From: Pratyush Yadav <pratyush@kernel.org>
To: Jason Gunthorpe <jgg@nvidia.com>
Cc: Pasha Tatashin <pasha.tatashin@soleen.com>,
pratyush@kernel.org, jasonmiu@google.com, graf@amazon.com,
changyuanl@google.com, rppt@kernel.org, dmatlack@google.com,
rientjes@google.com, corbet@lwn.net, rdunlap@infradead.org,
ilpo.jarvinen@linux.intel.com, kanie@linux.alibaba.com,
ojeda@kernel.org, aliceryhl@google.com, masahiroy@kernel.org,
akpm@linux-foundation.org, tj@kernel.org,
yoann.congal@smile.fr, mmaurer@google.com,
roman.gushchin@linux.dev, chenridong@huawei.com,
axboe@kernel.dk, mark.rutland@arm.com, jannh@google.com,
vincent.guittot@linaro.org, hannes@cmpxchg.org,
dan.j.williams@intel.com, david@redhat.com,
joel.granados@kernel.org, rostedt@goodmis.org,
anna.schumaker@oracle.com, song@kernel.org,
zhangguopeng@kylinos.cn, linux@weissschuh.net,
linux-kernel@vger.kernel.org, linux-doc@vger.kernel.org,
linux-mm@kvack.org, gregkh@linuxfoundation.org,
tglx@linutronix.de, mingo@redhat.com, bp@alien8.de,
dave.hansen@linux.intel.com, x86@kernel.org, hpa@zytor.com,
rafael@kernel.org, dakr@kernel.org,
bartosz.golaszewski@linaro.org, cw00.choi@samsung.com,
myungjoo.ham@samsung.com, yesanishhere@gmail.com,
Jonathan.Cameron@huawei.com, quic_zijuhu@quicinc.com,
aleksander.lobakin@intel.com, ira.weiny@intel.com,
andriy.shevchenko@linux.intel.com, leon@kernel.org,
lukas@wunner.de, bhelgaas@google.com, wagi@kernel.org,
djeffery@redhat.com, stuart.w.hayes@gmail.com,
lennart@poettering.net, brauner@kernel.org,
linux-api@vger.kernel.org, linux-fsdevel@vger.kernel.org,
saeedm@nvidia.com, ajayachandra@nvidia.com, parav@nvidia.com,
leonro@nvidia.com, witu@nvidia.com
Subject: Re: [PATCH v3 29/30] luo: allow preserving memfd
Date: Wed, 27 Aug 2025 17:03:55 +0200 [thread overview]
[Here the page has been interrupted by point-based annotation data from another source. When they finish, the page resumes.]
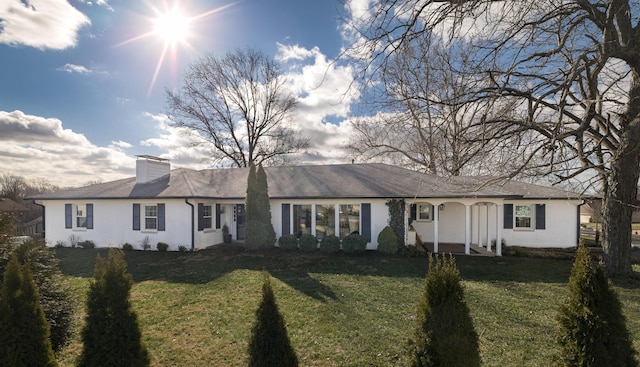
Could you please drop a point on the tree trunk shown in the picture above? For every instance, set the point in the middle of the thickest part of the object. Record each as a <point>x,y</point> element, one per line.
<point>620,196</point>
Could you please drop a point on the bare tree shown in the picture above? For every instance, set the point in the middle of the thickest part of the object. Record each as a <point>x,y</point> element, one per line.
<point>572,68</point>
<point>240,106</point>
<point>431,119</point>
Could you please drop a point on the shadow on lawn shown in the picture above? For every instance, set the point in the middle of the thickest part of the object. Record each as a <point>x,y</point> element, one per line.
<point>296,269</point>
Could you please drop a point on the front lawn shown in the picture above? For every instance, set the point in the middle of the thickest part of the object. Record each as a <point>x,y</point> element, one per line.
<point>197,309</point>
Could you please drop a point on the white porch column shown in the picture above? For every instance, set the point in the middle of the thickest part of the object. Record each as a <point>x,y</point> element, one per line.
<point>436,216</point>
<point>478,206</point>
<point>467,229</point>
<point>487,225</point>
<point>498,230</point>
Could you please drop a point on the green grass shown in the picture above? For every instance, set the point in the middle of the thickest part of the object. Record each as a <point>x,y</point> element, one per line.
<point>197,309</point>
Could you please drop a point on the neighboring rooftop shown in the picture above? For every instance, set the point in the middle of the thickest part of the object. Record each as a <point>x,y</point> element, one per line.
<point>371,180</point>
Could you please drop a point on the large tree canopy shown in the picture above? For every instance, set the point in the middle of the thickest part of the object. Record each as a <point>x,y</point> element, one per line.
<point>239,105</point>
<point>571,69</point>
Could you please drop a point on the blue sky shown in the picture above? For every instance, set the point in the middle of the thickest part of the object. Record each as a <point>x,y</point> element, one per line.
<point>79,97</point>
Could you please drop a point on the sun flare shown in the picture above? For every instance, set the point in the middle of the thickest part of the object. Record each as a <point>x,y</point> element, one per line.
<point>172,27</point>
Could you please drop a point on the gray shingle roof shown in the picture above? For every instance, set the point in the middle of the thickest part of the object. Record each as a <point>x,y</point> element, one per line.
<point>373,180</point>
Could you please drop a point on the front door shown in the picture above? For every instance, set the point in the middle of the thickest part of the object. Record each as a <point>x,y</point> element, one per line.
<point>240,227</point>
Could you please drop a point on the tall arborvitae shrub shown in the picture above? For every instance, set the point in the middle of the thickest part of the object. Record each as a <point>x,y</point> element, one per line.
<point>396,219</point>
<point>264,207</point>
<point>592,329</point>
<point>445,335</point>
<point>269,345</point>
<point>259,230</point>
<point>24,331</point>
<point>111,335</point>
Message-ID: <mafs0bjo0yffo.fsf@kernel.org> (raw)
In-Reply-To: <20250826162019.GD2130239@nvidia.com>
Hi Jason,
Thanks for the review.
On Tue, Aug 26 2025, Jason Gunthorpe wrote:
> On Thu, Aug 07, 2025 at 01:44:35AM +0000, Pasha Tatashin wrote:
>
>> + /*
>> + * Most of the space should be taken by preserved folios. So take its
>> + * size, plus a page for other properties.
>> + */
>> + fdt = memfd_luo_create_fdt(PAGE_ALIGN(preserved_size) + PAGE_SIZE);
>> + if (!fdt) {
>> + err = -ENOMEM;
>> + goto err_unpin;
>> + }
>
> This doesn't seem to have any versioning scheme, it really should..
It does. See the "compatible" property.
static const char memfd_luo_compatible[] = "memfd-v1";
static struct liveupdate_file_handler memfd_luo_handler = {
.ops = &memfd_luo_file_ops,
.compatible = memfd_luo_compatible,
};
This goes into the LUO FDT:
static int luo_files_to_fdt(struct xarray *files_xa_out)
[...]
xa_for_each(files_xa_out, token, h) {
[...]
ret = fdt_property_string(luo_file_fdt_out, "compatible",
h->fh->compatible);
So this function only gets called for the version 1.
>
>> + err = fdt_property_placeholder(fdt, "folios", preserved_size,
>> + (void **)&preserved_folios);
>> + if (err) {
>> + pr_err("Failed to reserve folios property in FDT: %s\n",
>> + fdt_strerror(err));
>> + err = -ENOMEM;
>> + goto err_free_fdt;
>> + }
>
> Yuk.
>
> This really wants some luo helper
>
> 'luo alloc array'
> 'luo restore array'
> 'luo free array'
>
> Which would get a linearized list of pages in the vmap to hold the
> array and then allocate some structure to record the page list and
> return back the u64 of the phys_addr of the top of the structure to
> store in whatever.
>
> Getting fdt to allocate the array inside the fds is just not going to
> work for anything of size.
Yep, I agree. This version already runs into size limits of around 1 GiB
due to the FDT being limited to MAX_PAGE_ORDER, since that is the
largest contiguous piece of memory folio_alloc() can give us. On top,
FDT is only limited to 32 bits. While very large, it isn't unreasonable
to expect metadata exceeding that for some use cases (4 GiB is only 0.4%
of 1 TiB and there are systems a lot larger than that around).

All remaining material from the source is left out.